The molecular mechanisms behind diurnal fluctuations in antibody levels are complex and many physiological processes, such as regulation by the endocrine system, are of importance (Borrmann et al., 2021). It is well established that circadian rhythms on a cellular level are regulated by the circadian transcription factors (such as BMAL1) which regulate rhythmic expression of clock controlled genes. The contribution of clock genes in T-cell diurnal proliferation as response to antigens has been demonstrated in mice with deletions in the Bmal1 gene of CD8T-cells and loss of circadian rhythm (Nobis et al., 2019). BMAL1 is a key clock gene with not only diurnal but also seasonal expression (Duguay and Cermakian, 2009).

Glucocorticoids are characterized by both suppressing and boosting effects on humoral and cellular immune responses by regulating certain lymphocyte subtypes redistribution and modifying cytokine expression pathways (Shimba et al., 2021). Cortisol could have a diurnal suppressing effect on T-cell expression, as reactive CD4⁺ and CD8⁺ T cell counts reach their peak levels at night possibly impacting adaptive immune responses, including antibodies (Kirsch et al., 2012). In addition to cortisol, increased catecholamine levels, such as epinephrine, are directly associated with enhanced CD8⁺ T cell levels via increased expression of beta-adrenergic and fractalkine receptors (CX3CR1) (Dimitrov et al., 2009). These physiologic mechanisms could possible explain higher immune response during late afternoon and night when cortisol levels are lower.

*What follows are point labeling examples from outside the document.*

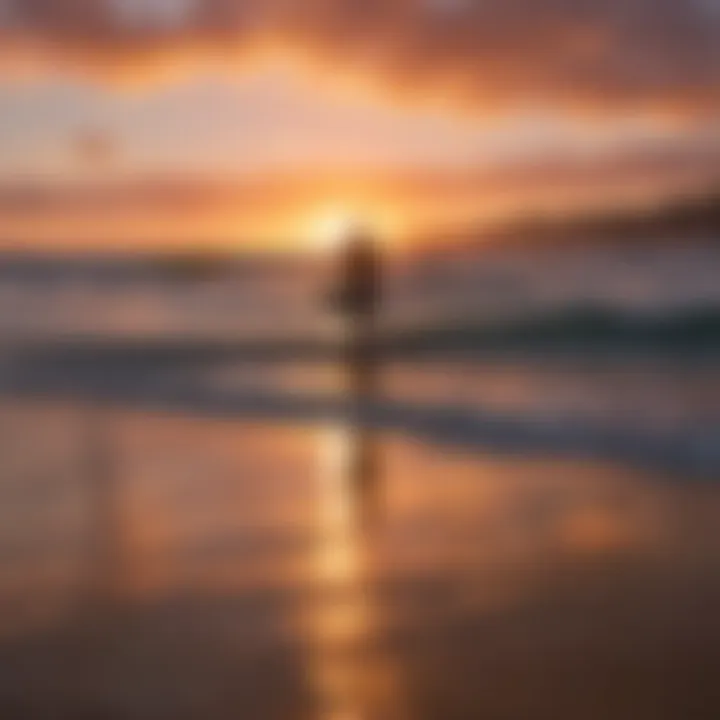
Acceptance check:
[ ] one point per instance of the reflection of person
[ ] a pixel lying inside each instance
(358, 300)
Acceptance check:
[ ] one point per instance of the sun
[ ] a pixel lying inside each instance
(328, 227)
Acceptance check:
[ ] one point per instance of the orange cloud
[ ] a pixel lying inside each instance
(586, 55)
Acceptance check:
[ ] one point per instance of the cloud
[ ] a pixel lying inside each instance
(588, 55)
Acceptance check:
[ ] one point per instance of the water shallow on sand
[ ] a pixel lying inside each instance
(164, 566)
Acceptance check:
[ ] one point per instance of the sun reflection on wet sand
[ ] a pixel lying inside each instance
(352, 678)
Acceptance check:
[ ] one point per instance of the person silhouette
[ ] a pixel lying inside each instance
(358, 301)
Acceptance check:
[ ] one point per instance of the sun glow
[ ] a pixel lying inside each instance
(328, 227)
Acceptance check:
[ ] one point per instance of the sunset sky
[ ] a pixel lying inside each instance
(137, 122)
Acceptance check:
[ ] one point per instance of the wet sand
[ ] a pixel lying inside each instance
(163, 566)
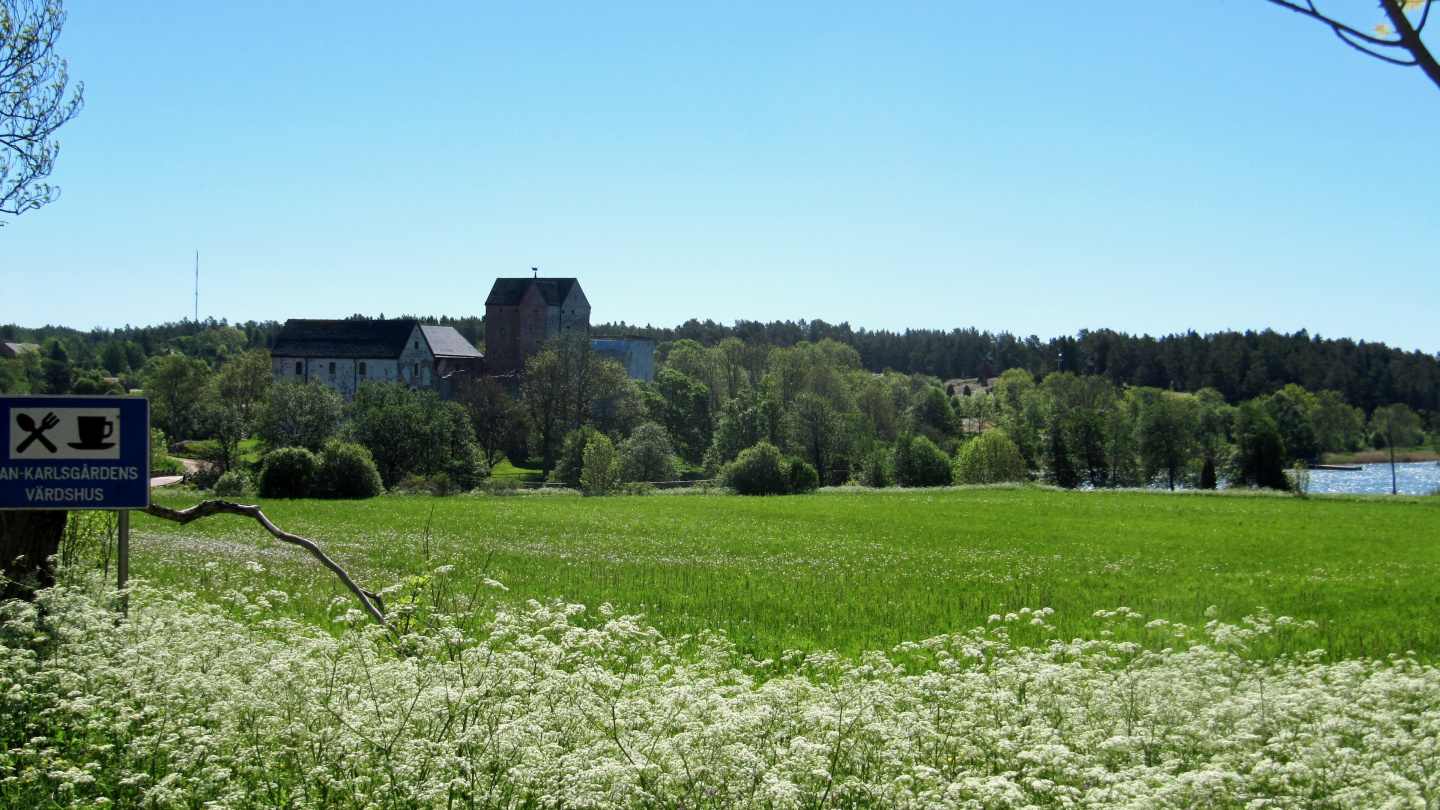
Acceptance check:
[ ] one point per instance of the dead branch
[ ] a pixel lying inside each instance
(208, 508)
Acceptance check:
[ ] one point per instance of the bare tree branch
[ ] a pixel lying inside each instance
(33, 101)
(1406, 35)
(209, 508)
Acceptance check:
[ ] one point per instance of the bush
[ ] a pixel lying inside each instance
(919, 463)
(346, 470)
(647, 456)
(758, 470)
(288, 472)
(572, 457)
(232, 484)
(990, 459)
(601, 469)
(802, 477)
(874, 470)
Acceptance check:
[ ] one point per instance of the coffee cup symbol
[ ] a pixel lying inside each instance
(94, 431)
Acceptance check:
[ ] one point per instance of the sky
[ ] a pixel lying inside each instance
(1037, 169)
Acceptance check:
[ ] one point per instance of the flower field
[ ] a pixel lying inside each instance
(556, 706)
(982, 649)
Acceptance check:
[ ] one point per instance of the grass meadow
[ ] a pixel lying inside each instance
(854, 571)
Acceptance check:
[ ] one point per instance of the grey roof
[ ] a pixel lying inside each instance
(303, 337)
(445, 342)
(509, 291)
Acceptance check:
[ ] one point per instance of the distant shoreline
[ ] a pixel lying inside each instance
(1381, 457)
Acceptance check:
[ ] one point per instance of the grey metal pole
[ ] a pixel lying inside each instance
(123, 562)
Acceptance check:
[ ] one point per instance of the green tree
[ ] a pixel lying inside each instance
(33, 103)
(1259, 460)
(758, 470)
(684, 410)
(570, 463)
(990, 459)
(546, 392)
(1398, 425)
(919, 463)
(415, 433)
(1338, 425)
(647, 456)
(176, 386)
(244, 382)
(750, 417)
(1290, 408)
(601, 467)
(493, 412)
(1168, 424)
(821, 435)
(300, 414)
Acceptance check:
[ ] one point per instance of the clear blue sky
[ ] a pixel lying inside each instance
(1028, 167)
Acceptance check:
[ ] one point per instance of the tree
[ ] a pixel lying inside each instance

Other parameters that could affect hormonal and immune responses and have an impact in studies associating the time of immunization with the immune response are the age of the participants, the immune status, history of underlying diseases, or medications. In a previously published study from our group immune responses after BNT162b2 vaccine were negatively associated with older age, immunosuppression, or smoking (Michos et al., 2021).

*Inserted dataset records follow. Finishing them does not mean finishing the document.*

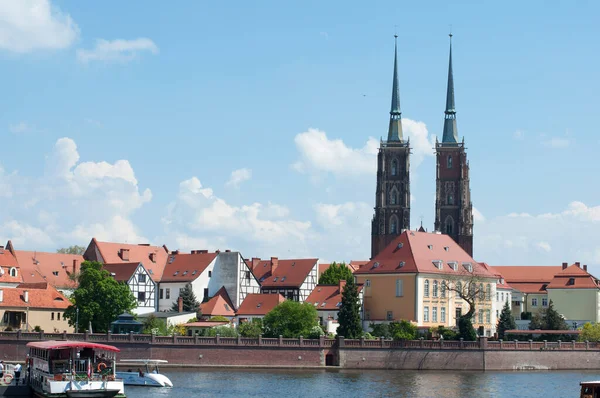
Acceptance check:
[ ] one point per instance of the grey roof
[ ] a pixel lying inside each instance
(395, 128)
(450, 129)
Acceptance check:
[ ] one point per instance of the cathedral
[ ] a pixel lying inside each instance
(453, 207)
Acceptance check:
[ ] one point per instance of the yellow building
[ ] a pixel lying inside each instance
(417, 278)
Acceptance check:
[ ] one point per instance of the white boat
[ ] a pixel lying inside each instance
(73, 369)
(143, 372)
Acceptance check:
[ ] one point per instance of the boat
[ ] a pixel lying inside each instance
(150, 376)
(73, 369)
(590, 389)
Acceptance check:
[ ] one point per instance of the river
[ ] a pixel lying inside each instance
(371, 383)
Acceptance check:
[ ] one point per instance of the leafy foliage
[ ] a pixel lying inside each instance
(506, 321)
(336, 273)
(72, 250)
(350, 325)
(252, 328)
(290, 319)
(99, 297)
(190, 303)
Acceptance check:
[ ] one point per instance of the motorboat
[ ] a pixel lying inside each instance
(73, 369)
(143, 372)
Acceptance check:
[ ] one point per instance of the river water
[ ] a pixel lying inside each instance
(371, 383)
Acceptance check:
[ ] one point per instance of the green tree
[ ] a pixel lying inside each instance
(506, 321)
(252, 328)
(99, 298)
(290, 319)
(190, 303)
(350, 325)
(335, 273)
(72, 250)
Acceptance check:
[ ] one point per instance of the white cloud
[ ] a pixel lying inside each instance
(118, 50)
(238, 176)
(29, 25)
(318, 153)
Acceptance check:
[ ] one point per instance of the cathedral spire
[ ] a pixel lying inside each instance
(450, 129)
(395, 129)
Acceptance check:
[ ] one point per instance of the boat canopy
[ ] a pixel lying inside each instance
(57, 345)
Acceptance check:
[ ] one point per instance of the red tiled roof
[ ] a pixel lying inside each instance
(413, 252)
(219, 304)
(141, 253)
(573, 277)
(40, 295)
(53, 268)
(259, 304)
(287, 273)
(327, 297)
(185, 267)
(122, 271)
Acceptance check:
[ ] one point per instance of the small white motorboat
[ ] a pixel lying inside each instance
(146, 373)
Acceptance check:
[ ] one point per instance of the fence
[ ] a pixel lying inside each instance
(482, 344)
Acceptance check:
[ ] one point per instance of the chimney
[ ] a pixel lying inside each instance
(125, 254)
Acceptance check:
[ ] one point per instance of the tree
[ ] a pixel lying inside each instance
(252, 328)
(506, 321)
(72, 250)
(190, 303)
(99, 298)
(350, 325)
(290, 319)
(335, 273)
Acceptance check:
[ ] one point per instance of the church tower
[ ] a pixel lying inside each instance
(392, 199)
(453, 207)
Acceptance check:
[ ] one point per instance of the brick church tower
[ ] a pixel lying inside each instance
(453, 207)
(392, 200)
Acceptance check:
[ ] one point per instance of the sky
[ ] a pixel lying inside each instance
(254, 126)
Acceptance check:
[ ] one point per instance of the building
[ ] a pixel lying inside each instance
(154, 258)
(137, 278)
(392, 198)
(327, 299)
(416, 278)
(294, 279)
(453, 207)
(31, 305)
(257, 306)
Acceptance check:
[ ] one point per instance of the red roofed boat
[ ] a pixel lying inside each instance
(73, 369)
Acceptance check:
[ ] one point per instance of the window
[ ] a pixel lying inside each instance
(399, 292)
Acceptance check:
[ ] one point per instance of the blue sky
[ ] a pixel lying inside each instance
(126, 120)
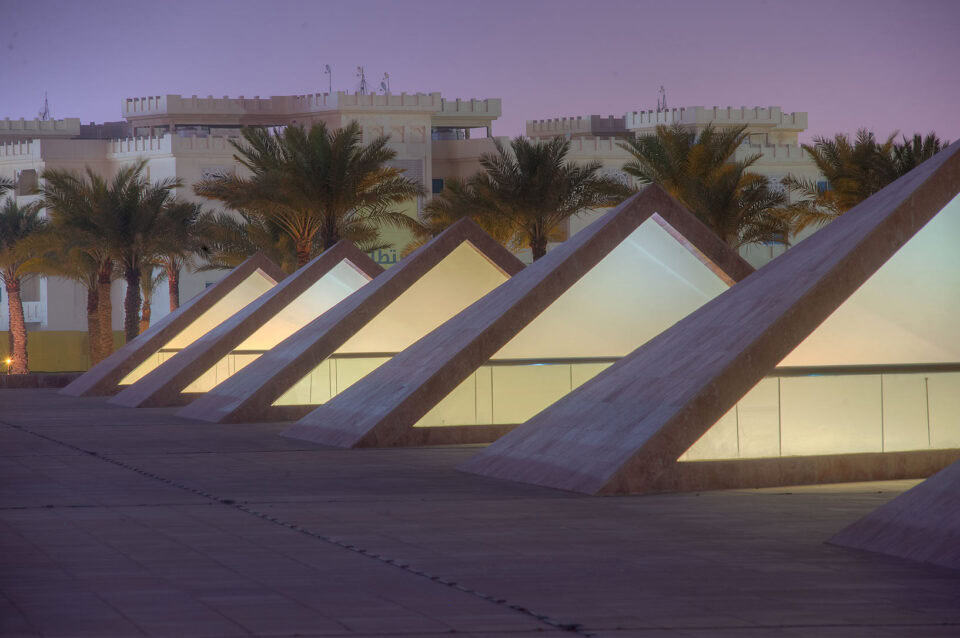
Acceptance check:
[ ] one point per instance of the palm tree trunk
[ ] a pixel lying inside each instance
(131, 304)
(18, 328)
(173, 283)
(145, 315)
(93, 325)
(538, 246)
(105, 308)
(303, 252)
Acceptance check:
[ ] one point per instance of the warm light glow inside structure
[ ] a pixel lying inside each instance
(239, 340)
(881, 374)
(365, 329)
(458, 280)
(645, 284)
(247, 291)
(565, 318)
(343, 280)
(179, 329)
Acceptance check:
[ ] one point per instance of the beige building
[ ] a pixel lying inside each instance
(188, 138)
(435, 139)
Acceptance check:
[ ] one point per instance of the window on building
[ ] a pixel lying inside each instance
(26, 181)
(209, 172)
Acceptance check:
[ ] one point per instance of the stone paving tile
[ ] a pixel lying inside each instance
(120, 553)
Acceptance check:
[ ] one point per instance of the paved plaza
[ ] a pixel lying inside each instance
(130, 522)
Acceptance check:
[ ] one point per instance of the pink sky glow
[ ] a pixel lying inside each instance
(881, 64)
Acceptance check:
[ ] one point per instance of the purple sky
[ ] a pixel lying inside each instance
(881, 64)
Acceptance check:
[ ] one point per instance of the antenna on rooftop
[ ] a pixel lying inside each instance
(44, 113)
(661, 99)
(329, 73)
(362, 88)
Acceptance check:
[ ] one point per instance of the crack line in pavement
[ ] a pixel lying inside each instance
(575, 628)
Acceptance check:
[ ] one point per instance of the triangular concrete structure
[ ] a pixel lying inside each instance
(179, 329)
(422, 291)
(593, 299)
(278, 313)
(922, 524)
(625, 429)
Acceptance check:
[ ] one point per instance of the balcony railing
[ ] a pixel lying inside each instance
(33, 312)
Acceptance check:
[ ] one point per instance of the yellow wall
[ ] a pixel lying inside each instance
(56, 350)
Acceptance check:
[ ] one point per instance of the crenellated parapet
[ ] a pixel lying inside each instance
(28, 129)
(167, 145)
(282, 107)
(23, 149)
(767, 117)
(590, 125)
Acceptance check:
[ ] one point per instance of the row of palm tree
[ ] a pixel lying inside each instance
(309, 188)
(854, 170)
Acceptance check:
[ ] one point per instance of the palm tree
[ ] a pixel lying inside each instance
(132, 231)
(229, 238)
(318, 186)
(458, 200)
(125, 220)
(525, 193)
(18, 225)
(909, 154)
(854, 170)
(700, 171)
(175, 241)
(62, 258)
(69, 197)
(149, 282)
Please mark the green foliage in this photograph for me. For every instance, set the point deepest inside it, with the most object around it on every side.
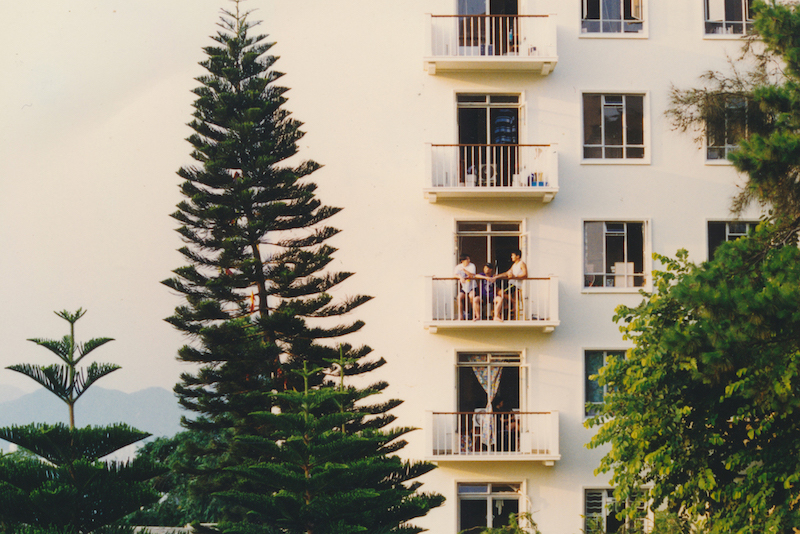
(177, 505)
(60, 484)
(322, 478)
(703, 413)
(768, 77)
(67, 381)
(257, 309)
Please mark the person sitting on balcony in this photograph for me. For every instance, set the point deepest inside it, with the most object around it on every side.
(515, 275)
(465, 272)
(485, 294)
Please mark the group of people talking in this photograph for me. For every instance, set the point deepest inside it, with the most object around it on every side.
(477, 290)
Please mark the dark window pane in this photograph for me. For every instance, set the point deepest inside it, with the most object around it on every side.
(612, 123)
(592, 133)
(716, 235)
(636, 246)
(501, 509)
(733, 10)
(592, 10)
(593, 152)
(611, 10)
(594, 361)
(615, 251)
(471, 227)
(472, 514)
(472, 126)
(471, 7)
(471, 98)
(634, 111)
(504, 99)
(505, 227)
(634, 153)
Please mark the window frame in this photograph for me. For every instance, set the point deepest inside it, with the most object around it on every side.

Findings of this study indicate that, irrelevant of the circadian variation of TAbs-RBD antibodies, NAbs-RBD (%) are not associated with time of day of vaccination. Thus, at least in the laboratory functionality of antibodies, there is not a meaningful difference. Further studies associating clinical efficacy of immunization with diurnal variations of antibody responses after SARS-CoV-2 immunization will further elucidate these conflicting results from the previous studies. The examination of different vaccines using different laboratory methods makes it difficult to directly compare results and is something that should be considered in future study designs.

A limitation of this study was that the majority of the samples (95% of healthcare workers) were collected between 0800-1100 h and therefore the impact of sampling time in immune responses elicited by vaccination could not be evaluated. Based on the recently reported results by Wang et al. (2022), sample collection time does not significantly affect immune responses in seropositive and seronegative vaccines.

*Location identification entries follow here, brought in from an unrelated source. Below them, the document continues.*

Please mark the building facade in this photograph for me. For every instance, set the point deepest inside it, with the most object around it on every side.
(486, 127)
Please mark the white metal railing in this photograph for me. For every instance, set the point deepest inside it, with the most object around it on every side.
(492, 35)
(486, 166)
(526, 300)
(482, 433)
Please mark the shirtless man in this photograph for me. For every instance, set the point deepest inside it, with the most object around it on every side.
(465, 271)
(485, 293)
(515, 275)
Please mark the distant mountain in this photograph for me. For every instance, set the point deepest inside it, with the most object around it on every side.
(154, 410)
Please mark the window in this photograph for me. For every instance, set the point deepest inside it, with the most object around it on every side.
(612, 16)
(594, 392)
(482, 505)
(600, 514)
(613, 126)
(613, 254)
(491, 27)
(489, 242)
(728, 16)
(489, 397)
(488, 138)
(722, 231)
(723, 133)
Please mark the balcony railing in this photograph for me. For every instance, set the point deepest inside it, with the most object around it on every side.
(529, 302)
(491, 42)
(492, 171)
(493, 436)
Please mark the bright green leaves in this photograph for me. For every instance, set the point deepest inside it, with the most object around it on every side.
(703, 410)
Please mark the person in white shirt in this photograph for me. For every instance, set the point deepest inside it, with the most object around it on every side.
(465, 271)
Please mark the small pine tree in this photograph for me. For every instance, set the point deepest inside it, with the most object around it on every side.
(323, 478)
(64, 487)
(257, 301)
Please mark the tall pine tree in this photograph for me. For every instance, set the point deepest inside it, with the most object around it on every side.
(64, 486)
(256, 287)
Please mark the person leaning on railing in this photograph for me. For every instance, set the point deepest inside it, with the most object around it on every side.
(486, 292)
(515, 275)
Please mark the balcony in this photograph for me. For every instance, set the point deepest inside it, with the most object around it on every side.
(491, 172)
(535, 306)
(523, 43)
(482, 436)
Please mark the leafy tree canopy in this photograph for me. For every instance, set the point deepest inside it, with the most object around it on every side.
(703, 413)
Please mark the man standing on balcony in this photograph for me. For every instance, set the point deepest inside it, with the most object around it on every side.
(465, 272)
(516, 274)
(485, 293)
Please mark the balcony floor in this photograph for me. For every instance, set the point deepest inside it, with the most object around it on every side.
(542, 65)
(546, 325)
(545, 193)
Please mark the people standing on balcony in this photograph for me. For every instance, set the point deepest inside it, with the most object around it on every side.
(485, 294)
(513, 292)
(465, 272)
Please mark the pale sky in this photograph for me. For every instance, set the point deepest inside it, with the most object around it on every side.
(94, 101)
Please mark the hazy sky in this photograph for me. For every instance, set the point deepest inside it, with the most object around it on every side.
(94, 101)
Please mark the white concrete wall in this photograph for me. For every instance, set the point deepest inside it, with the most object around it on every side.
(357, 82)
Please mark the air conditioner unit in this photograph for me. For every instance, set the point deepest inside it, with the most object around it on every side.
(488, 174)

Optimization of COVID-19 vaccination is crucial for pandemic restriction. The hypothesis of a modified immune response after vaccination, depending on the time of day of vaccination, needs further investigation as the differences presented have not been associated with clinical outcomes. Future studies with large cohorts where time of day immunization can be associated with other epidemiological parameters are necessary to inform about the interplay of vaccination time and disease outcomes. Immunological factors which are associated with circadian rhythmicity like cellular immune responses and clinical outcomes such as symptomatic disease or severe clinical presentation shall be included in such analysis to provide solid evidence if this variability could have real clinical impact.